PEOPLE in the Emersons Green area currently face a 32-mile trip to reach the nearest dentist accepting new adult NHS patients.
As of January 16 the NHS Find a Dentist website said the closest practice to the area currently open to new adult patients is in Marlborough, Wiltshire.
For children aged 17 and under, the nearest practice open to new NHS patients is just under nine miles away, in Bath.
Seven dentists within five miles of Emersons Green will treat NHS patients only if they have been given a referral for specialist dental care.
A spokesperson for NHS Bristol, North Somerset and South Gloucestershire Integrated Care Board, which is responsible for NHS services in the area, said: “We are aware that access to NHS dentistry in Bristol, North Somerset and South Gloucestershire is challenging and we are working hard to try and improve the situation for local people.
“We continue to engage extensively with local dental clinicians, their representatives and partners, as part of a wider South West Dental Reform programme, to encourage and support them to continue to provide services for NHS patients.”
The ICB said people with an urgent dental need could call 111 to access one of 64 appointments available each week.
The profession’s official body, the British Dental Association, says the “access crisis” facing the area is typical of the situation around the country.
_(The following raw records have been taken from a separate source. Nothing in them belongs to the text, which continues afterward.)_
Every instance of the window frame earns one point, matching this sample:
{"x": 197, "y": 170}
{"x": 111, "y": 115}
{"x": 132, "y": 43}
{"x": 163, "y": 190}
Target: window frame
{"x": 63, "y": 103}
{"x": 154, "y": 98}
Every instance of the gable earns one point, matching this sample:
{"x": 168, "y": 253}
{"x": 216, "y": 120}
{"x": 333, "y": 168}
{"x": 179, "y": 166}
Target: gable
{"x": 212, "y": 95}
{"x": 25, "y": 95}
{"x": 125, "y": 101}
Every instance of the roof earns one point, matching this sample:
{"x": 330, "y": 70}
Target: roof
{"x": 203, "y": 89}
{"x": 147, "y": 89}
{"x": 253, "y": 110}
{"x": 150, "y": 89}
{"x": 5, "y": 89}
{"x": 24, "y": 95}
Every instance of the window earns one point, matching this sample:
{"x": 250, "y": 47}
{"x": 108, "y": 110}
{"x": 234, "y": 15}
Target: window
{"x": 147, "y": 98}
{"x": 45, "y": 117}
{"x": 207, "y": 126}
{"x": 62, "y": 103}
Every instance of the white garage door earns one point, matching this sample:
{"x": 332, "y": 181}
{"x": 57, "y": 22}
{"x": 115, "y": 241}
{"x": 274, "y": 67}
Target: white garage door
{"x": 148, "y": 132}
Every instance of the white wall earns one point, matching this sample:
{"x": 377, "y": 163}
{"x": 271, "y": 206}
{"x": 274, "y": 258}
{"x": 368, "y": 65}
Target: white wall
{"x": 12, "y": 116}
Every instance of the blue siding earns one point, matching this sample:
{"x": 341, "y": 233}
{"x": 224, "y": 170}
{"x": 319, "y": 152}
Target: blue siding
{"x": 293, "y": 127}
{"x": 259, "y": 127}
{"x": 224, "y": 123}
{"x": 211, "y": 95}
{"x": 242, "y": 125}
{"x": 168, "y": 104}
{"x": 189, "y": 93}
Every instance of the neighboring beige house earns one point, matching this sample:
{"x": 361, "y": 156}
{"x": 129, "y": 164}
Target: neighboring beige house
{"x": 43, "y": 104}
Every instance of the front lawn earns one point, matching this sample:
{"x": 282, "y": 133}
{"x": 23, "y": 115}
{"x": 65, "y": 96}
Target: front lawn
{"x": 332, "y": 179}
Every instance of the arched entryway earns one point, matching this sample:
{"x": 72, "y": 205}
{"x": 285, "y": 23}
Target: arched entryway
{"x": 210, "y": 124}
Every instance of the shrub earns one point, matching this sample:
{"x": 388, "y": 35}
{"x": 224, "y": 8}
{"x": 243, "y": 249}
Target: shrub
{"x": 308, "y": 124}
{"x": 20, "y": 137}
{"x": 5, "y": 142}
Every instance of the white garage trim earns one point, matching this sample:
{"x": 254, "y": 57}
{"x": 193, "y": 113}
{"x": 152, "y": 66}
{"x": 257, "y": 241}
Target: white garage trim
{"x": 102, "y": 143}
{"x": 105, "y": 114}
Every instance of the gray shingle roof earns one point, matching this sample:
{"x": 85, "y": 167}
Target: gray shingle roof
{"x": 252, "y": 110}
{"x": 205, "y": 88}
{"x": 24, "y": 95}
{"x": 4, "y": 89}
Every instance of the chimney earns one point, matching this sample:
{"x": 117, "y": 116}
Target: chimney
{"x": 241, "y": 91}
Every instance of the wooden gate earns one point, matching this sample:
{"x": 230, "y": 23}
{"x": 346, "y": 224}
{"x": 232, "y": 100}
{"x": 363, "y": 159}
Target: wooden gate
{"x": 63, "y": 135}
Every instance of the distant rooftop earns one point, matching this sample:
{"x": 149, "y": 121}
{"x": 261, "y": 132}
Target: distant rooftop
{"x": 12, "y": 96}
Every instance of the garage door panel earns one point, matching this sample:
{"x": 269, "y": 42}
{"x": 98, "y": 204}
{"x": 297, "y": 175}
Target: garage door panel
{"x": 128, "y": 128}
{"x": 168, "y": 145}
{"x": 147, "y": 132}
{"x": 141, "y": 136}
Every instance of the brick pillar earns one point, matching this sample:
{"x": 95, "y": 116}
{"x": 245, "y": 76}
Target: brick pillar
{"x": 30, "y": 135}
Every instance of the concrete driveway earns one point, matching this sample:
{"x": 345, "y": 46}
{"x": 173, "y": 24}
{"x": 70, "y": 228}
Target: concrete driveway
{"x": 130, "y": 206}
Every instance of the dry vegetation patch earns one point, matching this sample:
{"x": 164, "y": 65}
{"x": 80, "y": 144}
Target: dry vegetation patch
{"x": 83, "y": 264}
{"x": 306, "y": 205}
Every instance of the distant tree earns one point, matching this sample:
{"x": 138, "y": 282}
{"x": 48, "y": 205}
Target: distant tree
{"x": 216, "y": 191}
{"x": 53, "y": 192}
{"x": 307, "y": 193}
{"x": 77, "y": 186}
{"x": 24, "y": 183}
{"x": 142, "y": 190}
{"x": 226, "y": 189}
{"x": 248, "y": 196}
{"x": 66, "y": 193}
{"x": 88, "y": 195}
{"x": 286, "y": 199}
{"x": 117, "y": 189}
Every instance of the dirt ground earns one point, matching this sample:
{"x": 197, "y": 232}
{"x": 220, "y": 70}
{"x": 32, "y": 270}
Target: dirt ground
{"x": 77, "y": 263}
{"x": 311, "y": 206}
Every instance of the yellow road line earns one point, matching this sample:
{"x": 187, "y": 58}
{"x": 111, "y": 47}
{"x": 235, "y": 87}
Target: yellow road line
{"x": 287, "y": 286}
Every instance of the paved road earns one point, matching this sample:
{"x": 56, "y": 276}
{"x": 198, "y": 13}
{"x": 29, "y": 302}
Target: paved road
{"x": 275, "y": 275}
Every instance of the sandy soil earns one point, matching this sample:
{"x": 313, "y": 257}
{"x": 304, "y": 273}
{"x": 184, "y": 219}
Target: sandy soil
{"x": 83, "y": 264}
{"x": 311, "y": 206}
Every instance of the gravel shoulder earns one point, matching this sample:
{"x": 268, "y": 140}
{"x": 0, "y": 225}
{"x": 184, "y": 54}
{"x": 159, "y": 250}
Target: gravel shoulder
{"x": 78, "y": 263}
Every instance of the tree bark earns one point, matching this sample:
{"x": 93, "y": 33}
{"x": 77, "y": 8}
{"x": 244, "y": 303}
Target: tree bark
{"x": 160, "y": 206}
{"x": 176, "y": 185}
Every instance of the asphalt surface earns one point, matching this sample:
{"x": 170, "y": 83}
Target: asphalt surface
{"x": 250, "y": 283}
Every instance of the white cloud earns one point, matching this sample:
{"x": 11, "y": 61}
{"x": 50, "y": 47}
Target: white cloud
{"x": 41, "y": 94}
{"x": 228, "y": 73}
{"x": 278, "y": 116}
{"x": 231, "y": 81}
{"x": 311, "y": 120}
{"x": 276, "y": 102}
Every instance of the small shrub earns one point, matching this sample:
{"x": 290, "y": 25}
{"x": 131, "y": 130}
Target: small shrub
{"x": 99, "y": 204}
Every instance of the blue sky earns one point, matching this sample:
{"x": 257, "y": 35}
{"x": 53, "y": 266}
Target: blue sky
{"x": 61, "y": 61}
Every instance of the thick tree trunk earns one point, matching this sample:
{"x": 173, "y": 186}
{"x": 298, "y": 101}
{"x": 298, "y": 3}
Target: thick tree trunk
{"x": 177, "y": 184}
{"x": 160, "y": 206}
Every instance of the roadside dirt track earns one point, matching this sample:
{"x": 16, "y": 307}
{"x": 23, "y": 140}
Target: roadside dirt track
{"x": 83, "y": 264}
It blames the “long discredited” NHS dental contract first introduced in 2006, which has led to severe recruitment and retention problems.
Parliament’s Health and Social Care Committee recommended in July last year that it should be reformed, after carrying out an inquiry.
The government said in December that it accepted the committee’s recommendations and “must do more to ensure that everyone can access an NHS dentist”.
But the BDA said it was still waiting for the government to publish its recovery plan and said it had “singularly failed to show it shares the aspirations of the Committee”.
BDA Chair Eddie Crouch said: “The Government claim they want access for all but appear unwilling to make any commitments that could actually achieve that.
“We’ve heard big ambitions but no action, and our patients will continue paying the price.”